Sources: Newspaper reports and company SEC filings.
Do Fines, Etc. Have Deterrent Effect?
There is no question that since the 2008 depression, a new regulatory era has started. And part of that are much higher penalties. But will they have the desired impact reducing bank crime? I talked recently to a senior executive in one of the big US banks. He said:
“Big banks are in the risk business. One of those risks is that either governments or private firms will take us to court. In deciding what to do, we have to consider that risk. However, the returns on some activities are high enough to risk lawsuits. And when they are, the penalties we incur will be viewed as a cost of doing business.”
Take another look at Table 1 where fines, etc. are compared to banks’ income. I don’t care how large a bank is. When your fines exceed $1 billion, your stockholders will sooner or later take note. And the fines, etc. are not the only costs that banks incur for illegal acts. In 2013, Banks of America paid $2.9 billion in “Professional Fees” (I am sure a significant segment of this is for outside lawyers); JPMorgan’s tab for said fees was $7.6 billion!
How About The Volker Rule?
Paul Volker, the former Federal Reserve Chief, has for some time argued that banks should not be allowed to trade using depositor assets. He points out that the Glass-Stegall Act did not allow it and we had no major bank problems while it was in force. A significant feature of the “true” Volcker Rule is that banks cannot sell of the loans/mortgages that they originated but instead hold them to hold them to maturity. The “incentive effects” of adopting the Volker Rule would be significant: instead of trying to maximize commission income from the sale of loan/mortgage packages (the driving force behind the 2008 collapse – nobody cared about the quality of loans), banks would instead focus on making sound loans.
At one point, Volker had some influence in the White House. That ended when Larry Summers and Tim Geithner took over. Both Summers and Geithner, looking for paychecks from the finance industry in their next jobs, effectively eliminated Volker’s influence. However, Barney Frank and others in Congress insisted that the Dodd-Frank Bill does include a Volker Rule. Unfortunately, just how it would be defined was left to the regulators. And the bank lobbyists have been at work. Open Secrets estimates that banks spent more than $60 million on lobbying in each of the last 3 years (2011-13).
So where are we today? I quote from the most recent JPMorgan annual report to the Security and Exchange Commission:
“On December 10, 2013, regulators adopted final regulations to implement the Volcker Rule. Under the final rules, “proprietary trading” is defined as the trading of securities, derivatives, or futures (or options on any of the foregoing) as principal, where such trading is principally for the purpose of short-term resale, benefiting from actual or expected short-term price movements and realizing short-term arbitrage profits or hedges of such positions. In order to distinguish permissible from impermissible principal risk taking, the final rules require the establishment of a complex compliance regime that includes the measurement and monitoring of seven metrics. The final rules specifically allow market-making-related activity, certain government-issued securities trading and certain risk management activities.”
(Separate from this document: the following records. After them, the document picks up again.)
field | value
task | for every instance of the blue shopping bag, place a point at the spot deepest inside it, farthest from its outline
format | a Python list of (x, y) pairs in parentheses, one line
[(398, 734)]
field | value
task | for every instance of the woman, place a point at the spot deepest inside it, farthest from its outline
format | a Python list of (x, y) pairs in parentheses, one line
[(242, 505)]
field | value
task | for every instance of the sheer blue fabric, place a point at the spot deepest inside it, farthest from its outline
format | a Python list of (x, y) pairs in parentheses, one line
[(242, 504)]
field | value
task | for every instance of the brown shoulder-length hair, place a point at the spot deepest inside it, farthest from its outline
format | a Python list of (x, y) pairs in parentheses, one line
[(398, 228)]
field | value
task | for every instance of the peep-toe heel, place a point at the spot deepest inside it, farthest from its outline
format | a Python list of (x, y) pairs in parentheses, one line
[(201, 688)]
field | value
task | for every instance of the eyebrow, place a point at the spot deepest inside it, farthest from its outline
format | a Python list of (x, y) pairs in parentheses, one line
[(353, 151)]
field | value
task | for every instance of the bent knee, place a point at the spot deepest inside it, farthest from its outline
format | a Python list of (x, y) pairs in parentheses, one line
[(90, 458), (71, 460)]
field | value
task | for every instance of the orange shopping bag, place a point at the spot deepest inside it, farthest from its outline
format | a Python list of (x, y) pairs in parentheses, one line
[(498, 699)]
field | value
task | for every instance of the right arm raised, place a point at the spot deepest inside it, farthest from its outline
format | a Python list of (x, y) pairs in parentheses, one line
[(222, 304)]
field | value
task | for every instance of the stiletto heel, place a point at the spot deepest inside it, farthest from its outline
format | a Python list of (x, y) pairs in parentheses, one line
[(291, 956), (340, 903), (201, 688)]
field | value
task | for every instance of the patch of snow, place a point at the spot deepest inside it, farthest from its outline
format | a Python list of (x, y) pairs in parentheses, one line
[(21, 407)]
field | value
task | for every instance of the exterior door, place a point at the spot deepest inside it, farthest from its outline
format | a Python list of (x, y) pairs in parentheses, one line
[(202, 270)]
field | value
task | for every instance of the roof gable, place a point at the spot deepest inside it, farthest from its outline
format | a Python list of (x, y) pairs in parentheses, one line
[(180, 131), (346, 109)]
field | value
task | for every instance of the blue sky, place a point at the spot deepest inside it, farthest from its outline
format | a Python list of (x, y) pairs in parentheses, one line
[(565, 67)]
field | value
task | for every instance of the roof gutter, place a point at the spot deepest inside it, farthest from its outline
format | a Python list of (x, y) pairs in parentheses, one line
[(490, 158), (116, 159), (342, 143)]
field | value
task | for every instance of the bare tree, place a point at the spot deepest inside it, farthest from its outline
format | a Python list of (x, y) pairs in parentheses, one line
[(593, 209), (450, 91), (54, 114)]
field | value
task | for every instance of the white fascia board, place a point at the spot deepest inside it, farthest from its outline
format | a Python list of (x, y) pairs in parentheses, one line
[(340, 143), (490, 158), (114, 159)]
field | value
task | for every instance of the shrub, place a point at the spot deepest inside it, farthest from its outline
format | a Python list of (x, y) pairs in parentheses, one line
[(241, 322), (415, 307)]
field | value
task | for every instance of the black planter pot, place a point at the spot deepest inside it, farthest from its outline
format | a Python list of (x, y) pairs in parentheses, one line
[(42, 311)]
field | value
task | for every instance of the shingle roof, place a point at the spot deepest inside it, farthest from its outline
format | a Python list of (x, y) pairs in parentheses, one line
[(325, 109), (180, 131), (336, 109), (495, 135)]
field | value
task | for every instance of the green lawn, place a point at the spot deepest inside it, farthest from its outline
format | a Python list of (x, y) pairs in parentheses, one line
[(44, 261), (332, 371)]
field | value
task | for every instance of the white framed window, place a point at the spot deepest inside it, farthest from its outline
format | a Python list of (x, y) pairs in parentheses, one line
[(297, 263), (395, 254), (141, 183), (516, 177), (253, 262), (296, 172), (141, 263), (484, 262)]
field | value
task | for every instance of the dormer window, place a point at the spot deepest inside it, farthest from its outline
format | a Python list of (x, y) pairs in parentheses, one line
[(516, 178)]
The banks’ lobbyists have done a good job. The agreed-upon rule only applies to a segment of short term trading. And “a complex compliance regime” that involves “seven metrics”? The banks will just hire a few more accountants and lawyers and again befuddle the regulators. And the banks have negotiated things so they will be able to “hedge”. In sum, the banks got just about what they wanted, a very distant relative of the Volcker Rule.
In its SEC report, JPMorgan stated, “The Firm has ceased all prohibited proprietary trading activities.” This is intended to convince the SEC and JPM’s stockholders that the London Whale incident will not be repeated: speculative trading by a staffer in London that resulted in trading losses of $6.2 billion, and 2012 fines $1 billion.
Senator John McCain made an apt comment on the incident:
“JPMorgan’s chief investment office increased risk by mislabeling the synthetic portfolio as a risk-reducing hedge when it was really involved in proprietary trading”.
So will the “watered-down” version of the Volker Rule have a meaningful impact? Table 2 provides data on the trading assets and income of banks at the end of 2103. It remains a big business and will continue as such.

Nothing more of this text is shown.